Il ressort de tout cela que maintenant j’ai horreur de porter des vêtement élégants et par conséquent inconfortables. Il y a environ quarante ans que je n’ai pas enfilé une cravate ; de toute façon, je ne sais pas faire les nœuds. Je préfère les pensées d’Elisée Reclus à celles de Saint Mathieu. J’adore les repas de fête, qu’ils soient familiaux, amicaux ou congrégationnistes, le mercredi. Je suis totalement allergique à l’opéra, à l’opérette et aux comédies musicales (ce n’est pas très grave comme séquelle, sachant que j’aurais pu l’être globalement à la musique – merci à tous ceux qui m’ont préservé de cette catastrophe). Je n’aime pas les gus qui astiquent leurs chromes avec une peau de chamois le dimanche matin. Je suis opposé à l’ouverture des magasins le dimanche – parce que l’on ne demande jamais leur avis aux travailleurs concernés (enfin, dans le cas des magasins, exception faite pour ceux qui vendent des clous ou des boules quiès).

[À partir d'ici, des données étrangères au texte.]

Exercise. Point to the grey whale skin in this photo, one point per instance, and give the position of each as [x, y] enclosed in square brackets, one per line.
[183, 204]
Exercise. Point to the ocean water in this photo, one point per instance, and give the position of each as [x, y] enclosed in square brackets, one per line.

Quand j’écris une chronique sur mon blog, je regarde le calendrier avant et, si c’est le dimanche, je n’oublie pas de remémorer le fait que je n’aime pas écrire le dimanche mais que c’est une honte parce que, le week-end, l’audimat de la Feuille Charbinoise chute inexorablement chaque semaine…

Post audimat cadent scriptum  – Je remercie les sponsors qui ont permis à cette chronique d’exister : Perrier microbulles, Certificat d’Etudes™, La Pléiade, La Piste aux Etoiles, Sheila, Béhèmedoublevé… Je rappelle aux sponsors de la prochaine chronique que le versement minimum est de 100 €.

6 Comments so far...

Paul Says:

16 août 2012 at 08:07.

@ Zoë – Merci ! Honte sur moi, je ne connaissais même pas…

Fred Says:

16 août 2012 at 09:08.

Oh my God ! je ne m’en étais pas douté une seconde, mais pourtant je dois bien le reconnaître : le grand Zihou est un punk !
Dans un passé lointain j’ai eu une copine qui détestait le Dimanche aussi
elle m’a presque dégoûté de ce jour béni pour des glandeurs de mon acabit !

Lavande Says:

16 août 2012 at 10:28.

J’y crois pas, comme disent les djeuns! Tu ne connaissais pas « Je hais les dimanches » de Charles Aznavour, chanté par Piaf, Gréco…?
Certes tu étais un peu jeune: ça ne faisait pas partie du répertoire de comptines de l’école maternelle…et à la maison c’était effectivement plutôt Brandebourgeois et Impromptus de Schubert.
Ça m’évoque aussi un très beau film que tu ne dois pas connaître non plus: « les dimanches de Ville d’Avray » avec une petite fille inoubliable.

JEA Says:

16 août 2012 at 20:21.

un dimanche mémorable : le 30 janvier 1972, à Derry (Irlande du Nord)
une marche pacifique se déroule pour l’égalité des droits entre catholiques et protestants
réponse de l’armée de sa très gracieuse majesté : treize civils sont abattus
un Bloody Sunday…

Cathy Says:

17 août 2012 at 12:58.

J’aime pas les dimanches non plus. Alors j’ai trouvé une parade. Je fais sonner mon réveil, je me dis qu’on est lundi mais que j’ai décidé de faire le boulot buissonnier… et je reste bien tranquille sous la couette… C’est calme, c’est chouette, c’est bon 😉
PS (en cas de canicule, remplacer la couette par des draps plus légers.)